At the Farmers Insurance Open at Torrey Pines on Sunday, he told caddie Joel Stock not to tell him how he stood on the leader board. So when Crane tapped in for par and a two-under-par 70 and a 13-under total, edging three men by a stroke, not only was there no fist pump, but also playing partner Ryuji Imada had to tell Crane that he'd won.
Yet while Crane, 33, may go out of his way to cultivate a quiet mind, he keeps unwittingly finding himself in the middle of a firestorm.
There was the incident at the Booz Allen Classic in 2005, when Rory Sabbatini left Crane fumbling around on the 17th hole. That dustup became a referendum on slow play.
"That was a great thing for me," Crane said after leading the Farmers field in greens hit in regulation (63 of 72) to break a five-year winless drought. "I realized, Wow, this is a big deal: I'm too slow."

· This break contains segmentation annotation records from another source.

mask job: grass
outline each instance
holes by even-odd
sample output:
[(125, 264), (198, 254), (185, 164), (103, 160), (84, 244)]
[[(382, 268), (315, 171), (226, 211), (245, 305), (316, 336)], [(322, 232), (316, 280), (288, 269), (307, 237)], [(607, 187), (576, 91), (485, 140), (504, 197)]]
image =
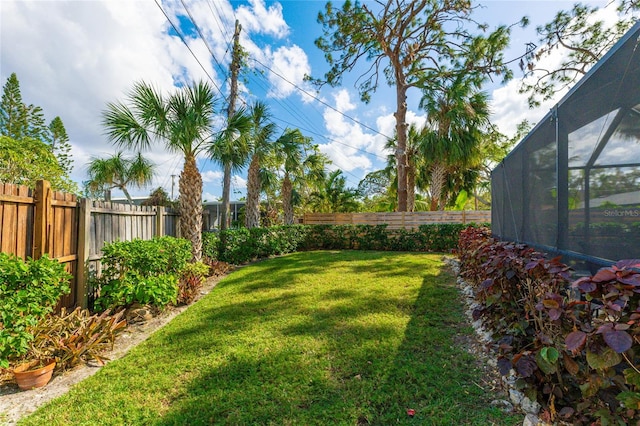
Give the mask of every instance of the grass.
[[(241, 268), (24, 425), (521, 423), (488, 402), (439, 255), (305, 252)], [(407, 409), (414, 409), (414, 417)]]

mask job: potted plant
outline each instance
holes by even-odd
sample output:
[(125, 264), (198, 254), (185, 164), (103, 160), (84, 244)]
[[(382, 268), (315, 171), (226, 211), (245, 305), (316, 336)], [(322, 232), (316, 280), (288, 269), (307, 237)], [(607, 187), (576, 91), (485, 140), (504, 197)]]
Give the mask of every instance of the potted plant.
[(18, 387), (22, 390), (41, 388), (49, 383), (56, 366), (55, 359), (33, 360), (13, 369)]

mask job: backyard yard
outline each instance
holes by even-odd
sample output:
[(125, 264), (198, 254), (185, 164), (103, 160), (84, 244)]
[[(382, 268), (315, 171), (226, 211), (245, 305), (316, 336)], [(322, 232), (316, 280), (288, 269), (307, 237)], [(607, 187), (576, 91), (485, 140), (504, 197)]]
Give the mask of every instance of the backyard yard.
[(490, 405), (459, 300), (442, 255), (254, 263), (20, 424), (521, 423)]

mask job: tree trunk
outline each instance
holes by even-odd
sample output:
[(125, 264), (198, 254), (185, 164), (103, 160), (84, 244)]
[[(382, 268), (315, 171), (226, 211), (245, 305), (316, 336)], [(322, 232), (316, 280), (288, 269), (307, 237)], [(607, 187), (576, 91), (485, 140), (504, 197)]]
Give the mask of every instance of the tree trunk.
[(407, 211), (412, 212), (416, 206), (416, 168), (409, 163), (407, 167)]
[(282, 181), (282, 208), (284, 210), (284, 224), (293, 225), (293, 186), (289, 175), (285, 175)]
[(398, 144), (396, 146), (396, 167), (398, 174), (398, 211), (407, 211), (407, 88), (402, 83), (402, 76), (396, 77), (396, 102), (397, 111), (393, 114), (396, 118), (396, 133)]
[(202, 176), (196, 158), (188, 155), (178, 183), (180, 192), (180, 231), (191, 241), (194, 262), (202, 259)]
[(441, 210), (442, 189), (447, 177), (447, 169), (441, 162), (431, 166), (431, 211)]
[(244, 224), (247, 228), (260, 226), (260, 161), (254, 155), (247, 171), (247, 204), (244, 208)]
[(231, 208), (229, 197), (231, 194), (231, 164), (224, 165), (224, 176), (222, 178), (222, 214), (220, 218), (220, 229), (229, 228)]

Then in December, Crane learned that he had been quoted by the tabloid Life & Style ripping Tiger Woods as a phony. Crane says he has never commented to any member of the media about Woods.
A born plodder, Crane has finished in the top 75 on the money list in seven of the last eight seasons. He was limited to nine starts with lower back pain in '07, a condition he now says was largely stress-induced, and dropped to 180th. He gets treatment for his back before and after every round.
With his victory at Torrey, he became the third consecutive winner to earn an exemption to the Masters, joining Ryan Palmer (Sony) and Bill Haas (Hope). But Crane's third career Tour victory didn't come easily, as he pulled a 30-inch par putt on 17, reducing his lead to a shot. He got a reprieve, however, when the third player in his group, Michael Sim, laid up on 18 rather than go for the green in two from 245 yards. Sim, 25, failed to birdie the hole when his wedge spun off the front of the green. He admitted later, "I think I could have got there."
The Australian tied for second with countryman Marc Leishman and the mop-topped Brandt Snedeker, each of whom also failed to birdie 18. Their lack of heroics made one long for the way a certain someone played the finishing hole at the 2008 U.S. Open.